In order to evaluate our approach, we performed an experiment to quantitatively compare the proteomes of stationary and exponential phase E. coli (see Materials and methods). We selected these two conditions because the transition to stationary phase is well-characterized, and the expression levels of a large number of proteins during this transition are known to differ over a wide range [15]. Stationary and exponential phase cells were harvested from 15N-labeled and unlabeled media, respectively. Cell lysate was prepared, combined, and rendered into peptides by trypsin digestion, and then subjected to two-dimensional nano-flow LC-MS analysis.

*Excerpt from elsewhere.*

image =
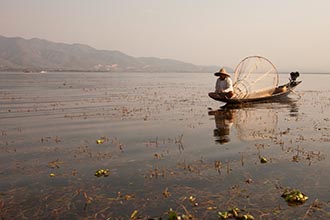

We analyzed the resulting MS data, comparing our approach to the method employed by XPRESS and Mascot Distiller v.2.3.2. Both methods rely on finding XIC pairs by searching fragmentation spectra against a merged database of both unlabeled and 15N-labeled peptides [10, 16]. The parameters for XPRESS and Distiller were selected to be appropriate for the precision and mass accuracy of the data. In order to evaluate the methods, we examined the consistency among ratios measured from distinct peptides belonging to the same protein. We expected that distinct peptides from the same protein would be determined to have approximately the same ratios of stationary phase to exponential measurements. For proteins with two or more distinct quantified peptides, we randomly assigned the peptides from each protein into one of two groups and computed the median log2 ratio measured for peptides in the two groups. The two ratios, from peptide group 1 and peptide group 2, were correlated for XPRESS and Distiller as well as our method (Figure 2). The significantly higher Spearman's correlation for our method (0.96 our method, 0.84 for XPRESS, and 0.67 for Distiller) indicated that our method produced significantly better quantitative measurements and peptide identifications.

Figure 2
figure 2

Comparison with XPRESS and Mascot Distiller. (a-c) Correlation of log2 ratios between distinct peptides from the same protein obtained by Mascot Distiller (a) [16], XPRESS (b) [10], and our method (c). Peptides from each protein were randomly assigned to two groups for this comparison of log2 ratios of peptides in group 1 versus log2 ratios of peptides in group 2. Multiple measurements (for example, charge states) of the same peptide, when present, were collated and given a median log2 ratio prior to forming the peptide groups. Black points designate proteins identified and quantified by both methods, and red points designate proteins identified and quantified that were specific to each method. The diagonal gray line designates perfect correlation.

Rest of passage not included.